This EV startup for adventurers has a two-part strategy for success

Photo illustration: Axios Visuals

RJ Scaringe thinks he's figured out the smart play for his electric-vehicle startup Rivian: make EVs for outdoor adventurers and then license his battery-powered “skateboard” to other companies that want to sell automated EVs, but lack their own technology.

Why it matters: After 100 years, automobiles are shifting away from gasoline, steering wheels and personal ownership. But there are a lot of electric-vehicle startups out there, and most have had a rocky go of it. You’d better have a solid business plan, innovative technology, manufacturing chops and plenty of capital. Scaringe — a lifelong car nut and a Clark Kent lookalike — claims to have it all.

“We’re building a business in the middle of an earthquake.”
— RJ Scaringe

The details:

  • Rivian will launch two battery-electric vehicles in 2020: a five-seat pickup and a seven-passenger SUV. They'll be unveiled at the Los Angeles auto show in November.
  • The vehicles will offer a choice of three battery packs under the floor, the largest good for up to 450 miles of range, and four wheel-mounted motors for exceptional torque and maneuverability.
  • That EV “skateboard” will be the foundation for as many as six Rivian vehicles.
  • The first vehicles will launch with semi-automated (Level 3) capability, but the digital architecture will support fully self-driving technology (Level 4).
  • For well above $75,000, you can probably buy your own Rivian. But you’re more likely to subscribe to Rivian’s lifestyle services: hire an off-road EV for a ski weekend, camping trip and other adventures.

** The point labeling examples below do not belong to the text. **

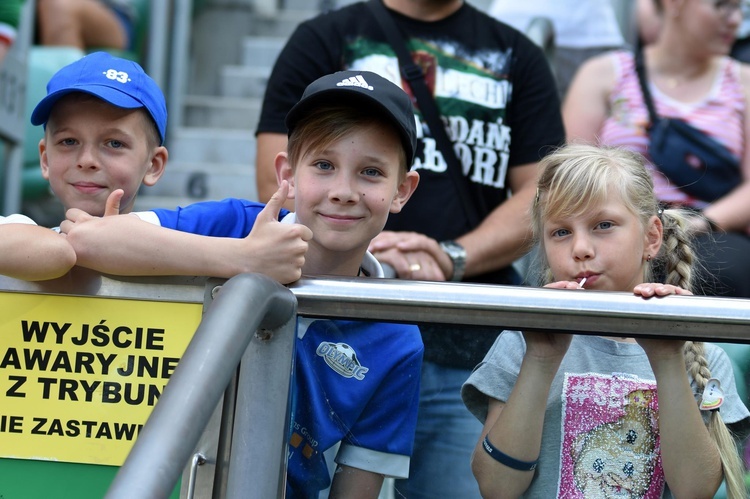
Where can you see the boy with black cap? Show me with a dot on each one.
(104, 124)
(352, 139)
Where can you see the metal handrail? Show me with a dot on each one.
(169, 437)
(514, 307)
(256, 467)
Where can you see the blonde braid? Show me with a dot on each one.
(697, 367)
(677, 256)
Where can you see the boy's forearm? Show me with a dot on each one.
(34, 253)
(349, 482)
(126, 245)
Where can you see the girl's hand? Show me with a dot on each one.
(546, 346)
(564, 285)
(649, 289)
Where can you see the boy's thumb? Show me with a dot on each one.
(112, 206)
(274, 205)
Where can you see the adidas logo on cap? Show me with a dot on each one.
(355, 81)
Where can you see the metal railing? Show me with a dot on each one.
(255, 470)
(253, 318)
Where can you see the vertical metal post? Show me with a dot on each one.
(257, 466)
(177, 87)
(158, 41)
(244, 304)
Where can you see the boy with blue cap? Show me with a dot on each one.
(105, 120)
(352, 139)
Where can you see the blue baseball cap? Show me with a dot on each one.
(120, 82)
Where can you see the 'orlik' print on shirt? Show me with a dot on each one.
(610, 438)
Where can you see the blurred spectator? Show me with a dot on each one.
(583, 28)
(86, 24)
(648, 20)
(741, 47)
(692, 78)
(10, 11)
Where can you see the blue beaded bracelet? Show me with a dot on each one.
(505, 459)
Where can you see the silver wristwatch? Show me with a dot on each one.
(457, 254)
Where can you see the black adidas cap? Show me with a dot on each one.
(368, 88)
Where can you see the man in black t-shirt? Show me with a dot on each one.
(498, 99)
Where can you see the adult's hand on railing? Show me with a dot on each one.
(411, 255)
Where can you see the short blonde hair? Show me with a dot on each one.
(327, 124)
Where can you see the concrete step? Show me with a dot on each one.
(221, 112)
(282, 23)
(201, 181)
(243, 81)
(212, 145)
(262, 51)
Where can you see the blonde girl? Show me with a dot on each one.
(594, 416)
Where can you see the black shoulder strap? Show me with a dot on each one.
(640, 69)
(412, 73)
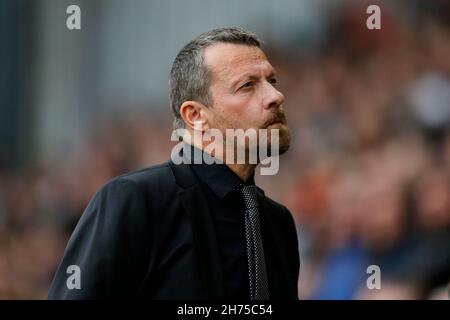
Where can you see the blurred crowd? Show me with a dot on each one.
(367, 177)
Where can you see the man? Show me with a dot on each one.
(194, 231)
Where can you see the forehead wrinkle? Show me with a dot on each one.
(231, 63)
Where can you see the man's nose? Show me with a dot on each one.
(274, 97)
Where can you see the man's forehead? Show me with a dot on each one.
(230, 59)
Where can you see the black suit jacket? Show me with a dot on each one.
(149, 234)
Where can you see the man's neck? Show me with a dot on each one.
(243, 171)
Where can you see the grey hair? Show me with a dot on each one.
(190, 78)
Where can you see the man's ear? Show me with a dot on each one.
(194, 113)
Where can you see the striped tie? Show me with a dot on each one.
(259, 287)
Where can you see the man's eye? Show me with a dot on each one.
(247, 85)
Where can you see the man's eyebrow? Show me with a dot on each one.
(251, 76)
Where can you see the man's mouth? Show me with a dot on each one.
(279, 121)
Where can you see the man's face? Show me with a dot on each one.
(243, 91)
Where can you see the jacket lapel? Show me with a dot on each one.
(204, 233)
(270, 246)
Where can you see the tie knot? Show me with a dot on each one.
(250, 196)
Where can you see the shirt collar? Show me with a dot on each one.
(218, 176)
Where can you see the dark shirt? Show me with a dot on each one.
(226, 204)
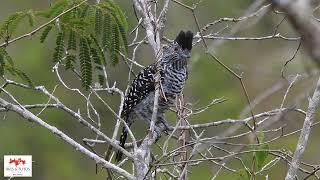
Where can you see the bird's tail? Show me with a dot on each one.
(184, 39)
(122, 140)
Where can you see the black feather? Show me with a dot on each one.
(185, 40)
(188, 40)
(180, 39)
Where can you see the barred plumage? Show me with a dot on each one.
(139, 100)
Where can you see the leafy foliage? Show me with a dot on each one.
(11, 23)
(85, 63)
(45, 33)
(6, 64)
(100, 28)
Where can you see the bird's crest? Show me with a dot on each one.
(184, 39)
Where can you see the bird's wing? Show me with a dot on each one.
(140, 87)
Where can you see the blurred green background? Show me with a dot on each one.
(260, 62)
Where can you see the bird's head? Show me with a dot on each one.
(179, 49)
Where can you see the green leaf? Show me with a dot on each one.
(45, 33)
(262, 155)
(70, 61)
(106, 37)
(101, 79)
(55, 9)
(260, 136)
(10, 25)
(72, 43)
(2, 64)
(6, 56)
(31, 17)
(21, 74)
(98, 23)
(85, 63)
(243, 174)
(59, 50)
(114, 45)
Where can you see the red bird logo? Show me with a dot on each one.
(17, 161)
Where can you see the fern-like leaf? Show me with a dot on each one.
(114, 45)
(70, 61)
(107, 30)
(14, 71)
(2, 64)
(85, 63)
(6, 56)
(72, 43)
(31, 17)
(45, 33)
(98, 22)
(55, 9)
(59, 49)
(10, 25)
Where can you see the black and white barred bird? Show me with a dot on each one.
(139, 100)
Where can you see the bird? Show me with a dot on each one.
(139, 99)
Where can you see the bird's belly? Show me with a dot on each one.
(144, 109)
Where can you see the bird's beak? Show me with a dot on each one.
(187, 54)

Yes, but: Rivian has plenty of competition. Tesla proved electric cars can be cool, inspiring copycats like Faraday Future, NIO and Lucid Motors. There are even some EV truck manufacturers, Workhorse and Bollinger.

The twist:

  • Rivian is also plotting a B2B play to share its technology with other companies.
  • The EV skateboard can be modified to suit many types of vehicles, as well as things like jet skis or snowmobiles.

Rivian has raised $500 million to date, mostly from Dubai-based conglomerate Abdul Latif Jameel, a big Toyota and Lexus distributor with ties to MIT. Scaringe says he’s currently in talks with six potential strategic investors, both tech giants and automakers, but won’t name them.

The backstory:

  • Scaringe grew up restoring classic Porsches in Florida, and went to MIT for a Ph.D. with the intention of starting a car company.
  • He founded Rivian in 2009, in the middle of the global recession, and managed to raise a few million dollars for a sporty battery-powered coupe.
  • By 2011, he realized he was off track and redefined the company’s mission around the future of mobility.
  • Today Rivian has 450 employees, half at its engineering center in Plymouth, Mich., the rest in Silicon Valley and Irvine, Calif. Its board and management team are led by auto industry veterans from companies like McLaren, Fiat Chrysler, Toyota and Ford.

The bottom line: If Rivian succeeds, the sharing of its technology could be one of the biggest reasons. Imagine companies like Amazon, Starbucks or Apple launching their own mobility fleets on top of a generic platform.